28. Oktober 2012 - 0:00 | Gast

Mit zwei aktuellen israelischen Stücken startet das Theater Augsburg in die neue Spielzeit: Israel, mon amour

Beide Werke setzen sich mit der gesellschaftspolitischen Situation Israels auseinander. In Taher Najibs „In Spuckweite“ versucht ein Palästinenser mit israelischem Pass ausgerechnet am 10. September 2002 von Paris nach Tel Aviv zu fliegen. Als menschliches Sicherheitsrisiko eingestuft darf er erst am nächsten Tag ausreisen und auch in einem Café in Israel gehen ihm die Menschen aus dem Weg.

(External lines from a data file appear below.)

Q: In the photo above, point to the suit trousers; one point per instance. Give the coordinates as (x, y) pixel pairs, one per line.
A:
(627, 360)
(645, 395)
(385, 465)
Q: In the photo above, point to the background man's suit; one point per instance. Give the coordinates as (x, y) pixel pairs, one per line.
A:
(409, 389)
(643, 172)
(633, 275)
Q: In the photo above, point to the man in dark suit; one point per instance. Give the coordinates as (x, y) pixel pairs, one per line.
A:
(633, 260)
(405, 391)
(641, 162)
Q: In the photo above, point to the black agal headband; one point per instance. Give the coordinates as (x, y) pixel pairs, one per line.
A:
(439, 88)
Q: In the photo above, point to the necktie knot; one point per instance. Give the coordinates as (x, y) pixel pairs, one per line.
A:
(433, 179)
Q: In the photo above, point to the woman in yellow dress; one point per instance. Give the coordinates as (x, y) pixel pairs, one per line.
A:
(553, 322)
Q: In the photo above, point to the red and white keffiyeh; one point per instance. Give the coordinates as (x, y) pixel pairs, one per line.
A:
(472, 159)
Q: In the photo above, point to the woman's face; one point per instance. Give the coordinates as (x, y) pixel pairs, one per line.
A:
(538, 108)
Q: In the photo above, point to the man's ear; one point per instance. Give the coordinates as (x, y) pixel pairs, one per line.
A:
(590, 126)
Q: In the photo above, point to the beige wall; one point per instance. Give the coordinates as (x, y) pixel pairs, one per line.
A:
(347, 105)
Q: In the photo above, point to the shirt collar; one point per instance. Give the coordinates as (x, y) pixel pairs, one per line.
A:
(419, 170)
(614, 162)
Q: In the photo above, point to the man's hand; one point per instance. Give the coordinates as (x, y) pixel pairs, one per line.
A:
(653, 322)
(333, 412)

Im zweiten Stück „Ulysses auf dem Flaschenfloß“ erzählt Gilad Evron die Geschichte eines ehemaligen Lehrers, der versucht, über den Seeweg russische Literatur in den Gazastreifen zu schmuggeln. Er wird festgenommen und muss in Haft. Dennoch hält er an seinen Idealen fest.

Die beiden Stücke haben im Theater Augsburg ihre deutschsprachige Erstaufführung. Gerade bei solch einem brisanten Thema ist es schön, dass sich auch das Theater mit dem täglichen Ausnahmezustand der Bevölkerung Israels und des Gazastreifens befasst. Zu Beginn der Vorstellung regnet es Jaffa-Orangen von der Decke. Das Symbol des längst vergangenen friedlichen Zusammenlebens von Palästinensern und Israelis verstreut sich auf der Bühne und wird weggekehrt. Man fragt sich, was dort Heimat bedeutet. Ist sie nur da, wo ich mein Kopfkissen hinlege, so wie der Protagonist behauptet? Am Rande der Bühne hängt ein Leuchtschild mit hebräischen und arabischen Schriftzeichen. Ins Englische übersetzt heißen sie: Going Home Since 1917.

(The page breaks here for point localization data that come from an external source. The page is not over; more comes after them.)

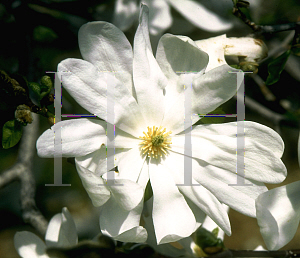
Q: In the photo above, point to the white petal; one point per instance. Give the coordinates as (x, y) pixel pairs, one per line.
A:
(96, 161)
(172, 217)
(180, 69)
(29, 245)
(131, 164)
(208, 92)
(127, 193)
(94, 185)
(105, 46)
(213, 89)
(203, 199)
(121, 224)
(215, 48)
(125, 13)
(216, 144)
(176, 55)
(149, 81)
(61, 231)
(79, 137)
(210, 225)
(160, 17)
(218, 181)
(278, 214)
(200, 16)
(174, 249)
(89, 88)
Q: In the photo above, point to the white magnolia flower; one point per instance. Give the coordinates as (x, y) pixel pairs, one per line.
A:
(61, 232)
(278, 213)
(150, 97)
(126, 12)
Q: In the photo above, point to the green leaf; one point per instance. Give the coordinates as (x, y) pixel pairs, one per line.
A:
(41, 90)
(44, 34)
(148, 192)
(12, 133)
(214, 120)
(276, 67)
(215, 231)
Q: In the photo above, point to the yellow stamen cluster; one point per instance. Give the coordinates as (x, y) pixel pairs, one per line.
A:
(155, 142)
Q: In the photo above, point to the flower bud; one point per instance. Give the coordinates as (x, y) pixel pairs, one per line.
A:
(23, 115)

In der Inszenierung von Markus Trabusch mag der Funke aber leider nicht so recht überspringen. Marcus Calvins Monolog des heimkehrenden Palästinensers scheint mit einer Distanz vorgetragen und auch beim zweiten Stück, in dem neben Calvin Tjark Bernau, Judith Bohle, Alexander Darkow und Eberhard Peiker zu sehen sind wirkt die Vorstellung teils steif und einseitig. Sehr schade bei diesem interessanten Thema. (ran)

Die weiteren Termine sind am 9., 12., 17., 20., 26. und 28. Oktober sowie am 3. und 4. November.

Im Rahmen der Produktion zeigen der Kunstverein Augsburg und das Theater Augsburg in Kooperation aktuelle Videokunst aus Israel im Holbeinhaus. Die Schau geht noch bis zum 21. Oktober.